Священник отвечает, не сразу, подумав: нет угодливой поспешности, к которой привык маршал при разговоре с людьми, стоящими ниже его служебно и общественно.
— Мне это понятно, — говорит священник — И очень многие русские: люди ваше чувство поймут. А вот иностранец, то есть человек другой национальной крови, пожмет лишь, вероятно, плечами. Мало того, такое вот слово, как Мытищи, покажется ему, пожалуй, звучащим нелепо, безобразно. Например, французу…
— Почему же так?
— С нашим давним прошлым связывает нас наш язык. Ведь подумать только: сотни лет назад жили люди, такие же, как и мы с вами, славяне, и для них Мытищи эти или, скажем, Талицы звучали так же понятно, как вон то Пушкино, к которому мы приближаемся.
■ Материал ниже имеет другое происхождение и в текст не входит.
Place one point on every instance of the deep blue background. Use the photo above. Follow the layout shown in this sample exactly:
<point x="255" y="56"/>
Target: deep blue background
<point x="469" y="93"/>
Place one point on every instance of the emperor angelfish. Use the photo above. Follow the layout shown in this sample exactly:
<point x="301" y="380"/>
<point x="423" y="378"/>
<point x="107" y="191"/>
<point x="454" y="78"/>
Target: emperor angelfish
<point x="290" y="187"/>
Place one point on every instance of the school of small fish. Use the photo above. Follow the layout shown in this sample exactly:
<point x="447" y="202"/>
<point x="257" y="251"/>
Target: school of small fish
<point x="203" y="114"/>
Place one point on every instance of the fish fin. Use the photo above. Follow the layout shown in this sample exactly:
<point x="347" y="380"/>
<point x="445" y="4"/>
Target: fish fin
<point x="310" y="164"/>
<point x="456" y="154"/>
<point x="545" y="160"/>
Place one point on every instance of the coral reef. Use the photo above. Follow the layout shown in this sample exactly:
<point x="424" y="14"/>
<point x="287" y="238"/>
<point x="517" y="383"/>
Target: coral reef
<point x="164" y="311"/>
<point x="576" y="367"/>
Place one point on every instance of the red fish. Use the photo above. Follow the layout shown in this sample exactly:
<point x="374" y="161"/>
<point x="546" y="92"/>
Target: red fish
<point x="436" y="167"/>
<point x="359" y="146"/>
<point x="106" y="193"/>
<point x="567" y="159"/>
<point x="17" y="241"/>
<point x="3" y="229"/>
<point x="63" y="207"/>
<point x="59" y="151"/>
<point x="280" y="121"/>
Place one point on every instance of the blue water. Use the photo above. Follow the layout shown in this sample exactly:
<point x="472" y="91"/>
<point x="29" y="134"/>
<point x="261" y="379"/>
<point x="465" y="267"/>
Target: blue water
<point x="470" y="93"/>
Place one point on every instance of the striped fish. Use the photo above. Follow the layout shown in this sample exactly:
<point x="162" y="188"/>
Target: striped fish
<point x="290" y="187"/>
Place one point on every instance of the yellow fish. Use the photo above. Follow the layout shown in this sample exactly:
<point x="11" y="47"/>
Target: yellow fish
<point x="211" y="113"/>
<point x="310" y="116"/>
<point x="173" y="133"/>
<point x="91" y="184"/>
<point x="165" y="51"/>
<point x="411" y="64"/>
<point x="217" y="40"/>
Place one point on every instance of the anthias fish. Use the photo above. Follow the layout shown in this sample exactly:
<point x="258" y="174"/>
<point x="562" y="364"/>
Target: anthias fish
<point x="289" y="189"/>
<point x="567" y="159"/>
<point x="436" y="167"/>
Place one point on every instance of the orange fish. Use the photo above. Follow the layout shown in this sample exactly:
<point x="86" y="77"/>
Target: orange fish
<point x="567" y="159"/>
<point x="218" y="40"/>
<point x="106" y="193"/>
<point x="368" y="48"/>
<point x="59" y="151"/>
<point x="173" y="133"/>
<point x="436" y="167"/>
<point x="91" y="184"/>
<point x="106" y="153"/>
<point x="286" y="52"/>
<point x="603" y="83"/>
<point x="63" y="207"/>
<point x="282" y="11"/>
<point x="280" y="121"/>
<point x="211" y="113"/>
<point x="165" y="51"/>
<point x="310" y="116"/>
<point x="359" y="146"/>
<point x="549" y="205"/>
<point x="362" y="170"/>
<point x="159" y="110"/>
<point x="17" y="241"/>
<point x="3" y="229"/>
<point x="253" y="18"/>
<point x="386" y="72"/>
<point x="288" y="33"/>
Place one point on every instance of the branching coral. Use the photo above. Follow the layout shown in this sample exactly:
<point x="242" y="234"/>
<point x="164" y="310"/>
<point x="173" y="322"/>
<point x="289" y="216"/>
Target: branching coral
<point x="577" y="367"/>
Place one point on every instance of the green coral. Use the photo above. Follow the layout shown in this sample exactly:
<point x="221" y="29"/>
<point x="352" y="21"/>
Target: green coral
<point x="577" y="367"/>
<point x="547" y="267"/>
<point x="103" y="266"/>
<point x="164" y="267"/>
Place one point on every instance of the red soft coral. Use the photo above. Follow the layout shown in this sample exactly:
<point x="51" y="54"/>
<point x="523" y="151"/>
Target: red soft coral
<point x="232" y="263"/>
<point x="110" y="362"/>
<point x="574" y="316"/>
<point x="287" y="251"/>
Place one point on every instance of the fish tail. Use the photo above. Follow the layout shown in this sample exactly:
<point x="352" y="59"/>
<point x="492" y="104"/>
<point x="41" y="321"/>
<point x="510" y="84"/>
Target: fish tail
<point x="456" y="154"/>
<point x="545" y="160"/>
Значение этих слов забылось, но кровь наша, а ведь в ней сохраняются души наших предков, радуется, когда мы говорим словами нашей древности. Ведь ничто не умирает совсем, совершенно, даже в самом материалистическом смысле, — всё лишь меняет форму бытия…
— Ну, как же так, отец? Это метафизика.
— Нет, если позволите, это как раз не метафизика, а физика — физиология. Смерть даже как биологическое явление не так уж проста. Наукой, например, установлено постепенное умирание тканей. Когда врач говорит: «мертв», — в трупе еще очень живого. И это живое снова переходит в живое же.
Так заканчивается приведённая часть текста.